2. Pollock has come a long ways recently in desirability. Although it is a semi-dark flesh fish, it has a wonderful flavor, holds together well in chowders and soups and is a little more moist. These qualities along with the lower price tag have become popular with consumers looking for an inexpensive fish dinner.
3. Hake. What the heck is hake?? Well, just for “the hake of it”, hake is a little known variety of white fleshed fish that many chefs are suddenly realizing can bring new dimensions to the menu both in taste and economics. In the contest of best kept secrets hake comes in first hands down. There are several different kinds of hake to choose from, brown, blue and silver, all are a delicate flavorful white flesh fish, the names come from the outside skin coloration. In the old days of salt cod hake was considered a trash fish and mostly discarded or used for fertilizer because it needs to be chilled upon catching to keep it from getting soft and mushy. Bleeding and chilling is a must for all species, but the hake family needs it especially to retain its firmness. Many years ago a popular dish in New England was a “Yankee Boiled Fish Dinner”. Mostly served in coastal settlements, smart fishermen would retain a large blue hake,(blue hake can get up to 30-50 pounds) salt it in a brine for a day to firm it up real good, then boil it with vegetables and cabbage and serve it with fresh bread and fried pork scraps. I’ve made this several times and it truly is wicked good.
4. Redfish or rosefish. Marketed as “ocean perch” this guy gets his name from its brilliant red skin. At one time it was a mainstay in the Gloucester fishing fleet, draggers bringing in hundreds of pounds a day, however due to a very slow growth rate redfish were nearly wiped out from overfishing. Sadly its popularity also declined with less availability and slipped into obscurity until recently revigorated stocks made it marketable. It truly is a sweet perch flesh fish cooked in many different ways.
5. Squid. Ugly, weird, and squirmy, also known as calamari, is as delicious as any other fine fillet to come to the table. I in fact prefer a fried squid dinner over clams. The skinned body as well as the de-beaked head and tentacles can be prepared in a wide numbers of ways to enhance your dinning pleasure.

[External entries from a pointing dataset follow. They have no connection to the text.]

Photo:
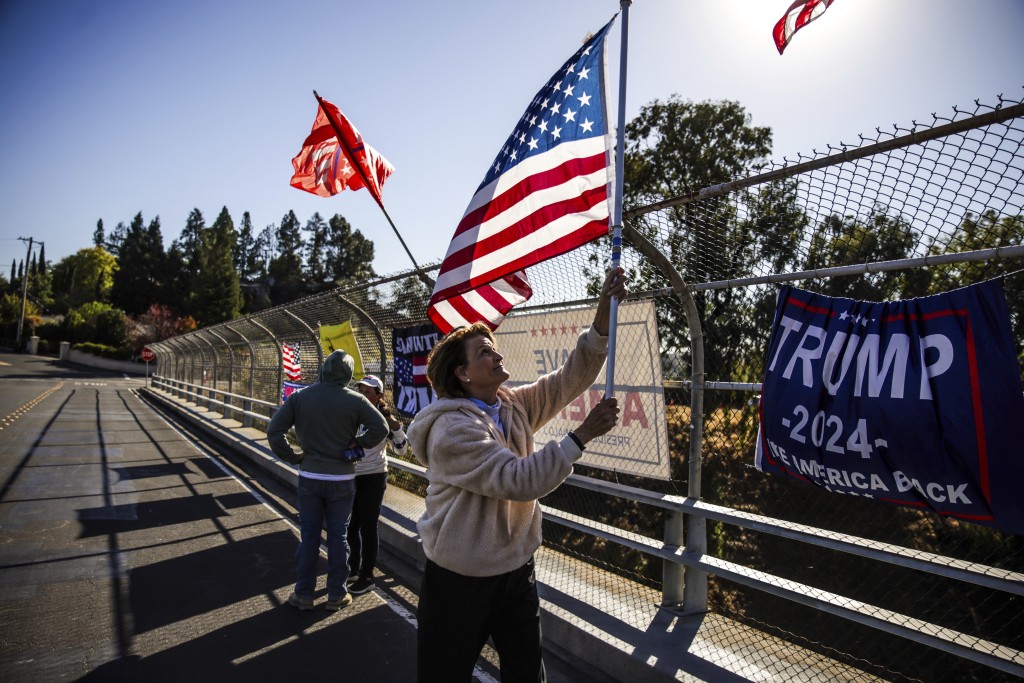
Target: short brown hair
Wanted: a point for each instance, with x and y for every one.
(450, 353)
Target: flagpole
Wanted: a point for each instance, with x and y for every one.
(616, 233)
(366, 181)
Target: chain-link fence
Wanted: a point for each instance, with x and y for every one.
(899, 593)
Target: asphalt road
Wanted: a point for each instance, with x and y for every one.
(129, 552)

6. Monkfish. So named by marketers to give the flesh more desirability because it’s real name is goosefish or anglerfish and they figured if anybody ever looked it up in book they would never buy it much less eat it because to be honest anglerfish are downright UGLY. That being said the flavor and firmness of its flesh can attest to the old saying beauty is only skin deep. Chefs in upscale restaurants around the world have prized the ugly bugger for many years due to its popularity among diners.

These little known fish are just a few that are readily available at local most markets and fish monger stores. If you love seafood it would behoove you to search out the underutilized ones to delight your taste buds, lessen the burden on your wallet, and help the local fishermen and women. Let the foreign countries take care of themselves, buy American.

Just a quick note to sign off with and to perhaps enlighten folk on one way to use the ocean wisely, make use of the entire fish, not just the fillet. Most will fillet a cod and discard the rack, the head and skeleton, after the sides come off. OUCH! You’re tossing out some good stuff there and wasting part of the fish. Cod, as well as other species, have fat sweet cheek meat and the head steaks as well. Down on the collar flaps inside the pectoral fins is good chowder or frying tidbits too, don’t overlook these best tasting parts of the fish. Now toss the rack away? Nope, retain the head (minus the gills) and bones to make your fish stock for soup and chowder. The head and left over flesh will bring you strong aromatic flavor, and the bones will render up its gelatin to thicken and smooth out your soup.